Tindakan, Propaganda Israel dan Akibatnya bagi Dirinya Sendiri
“Barang siapa menanam darah dan air mata kaum tertindas, maka kelak ia akan menuai kehancuran yang nyata.”
— Renungan atas konflik Palestina-Israel
Ketika Bangunan Megah Menjadi Tanda Kehancuran
Di hadapan mata dunia, Israel membangun menara tinggi. Tapi bukan batu bata yang menjulang ke langit, melainkan sistem militer, pemukiman, blokade, propaganda. Seperti Firaun zaman kuno yang berkata kepada Hāmān: “Bangunkanlah sebuah istana tinggi, agar aku sampai ke pintu-pintu langit.” (QS. 40:36) Israel modern pun tampak berkata: “Bangunkanlah menara keamanan dan superioritas, agar dunia menyerah pada posisiku.”
Namun kisah tempo dulu mengingatkan: menara kesombongan itu akhirnya runtuh — bukan oleh musuh yang kuat, tapi oleh kekuatan moral yang teguh. Begitulah narasi ini ingin membuka: bukan sekadar perincian politik, tetapi refleksi spiritual dan historis yang menuntun kita menatap lebih jauh dari puing-puing… ke akar kejadian.
---
Indah menurut Israel, Buruk menurut Dunia
Israel melakukan banyak tindakan yang dari sudut pandangnya adalah langkah sah, benar, dan bahkan mulia — namun dari kaca dunia global muncul penilaian berbeda, yang sering menyebutnya sebagai pelanggaran, kezaliman, atau tragedi.
1. Pengeboman “Presisi” terhadap sasaran militan
Versi Israel: “Operasi presisi menumpas terorisme, melindungi warga negara.”
Versi Dunia: Ribuan warga sipil tewas, rumah sakit hancur, anak-anak menjadi korban.
Analisis: Israel percaya teknologi superior akan menjamin moralitasnya. Dunia melihat bahwa keunggulan senjata tanpa kontrol moral mudah berubah menjadi pembantaian.
2. Blokade Gaza atas nama “keamanan nasional”
Versi Israel: “Kami melindungi diri dari ancaman terus-menerus dari Gaza.”
Versi Dunia: Dua juta warga hidup bagaikan di dalam penjara terbuka: listrik terbatas, air bersih langka, akses humaniter sulit.

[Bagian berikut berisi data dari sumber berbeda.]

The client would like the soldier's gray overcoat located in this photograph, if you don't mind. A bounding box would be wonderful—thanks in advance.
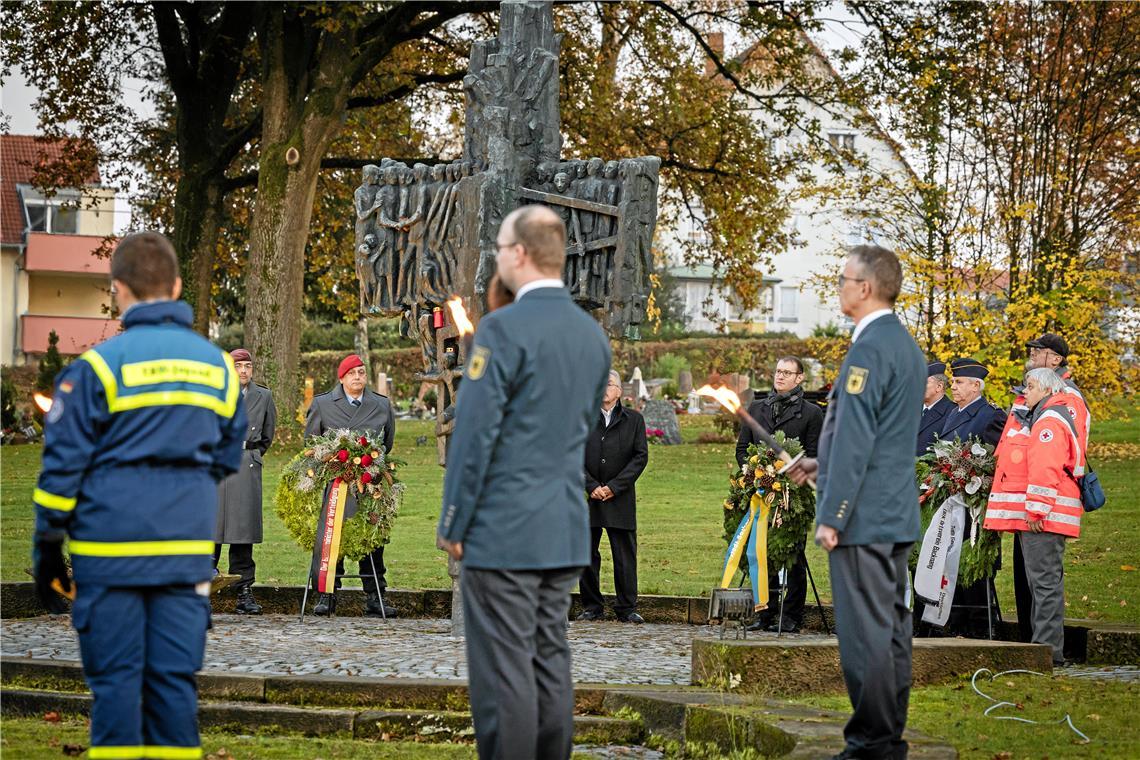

Analisis: Sistem tahanan masif ini menimbulkan efek korban besar — bukan hanya materiil, tapi kemanusiaan yang rusak.
3. Pembangunan pemukiman di Tepi Barat
Versi Israel: “Hak historis bangsa Yahudi atas tanah leluhur.”
Versi Dunia: Pemukiman dianggap sebagai bentuk kolonialisasi modern yang melanggar hukum internasional.
Referensi: Ilan Pappé dalam The Idea of Israel menggambarkan bagaimana narasi Zionis mengkonstruksi pemukiman sebagai keharusan ideologis.
4. Normalisasi dengan negara-Arab
Versi Israel: “Langkah diplomatis menuju perdamaian.”
Versi Dunia: Diplomasi yang dilakukan tanpa perbaikan hak Palestina cenderung dianggap sebagai upaya membungkam keadilan.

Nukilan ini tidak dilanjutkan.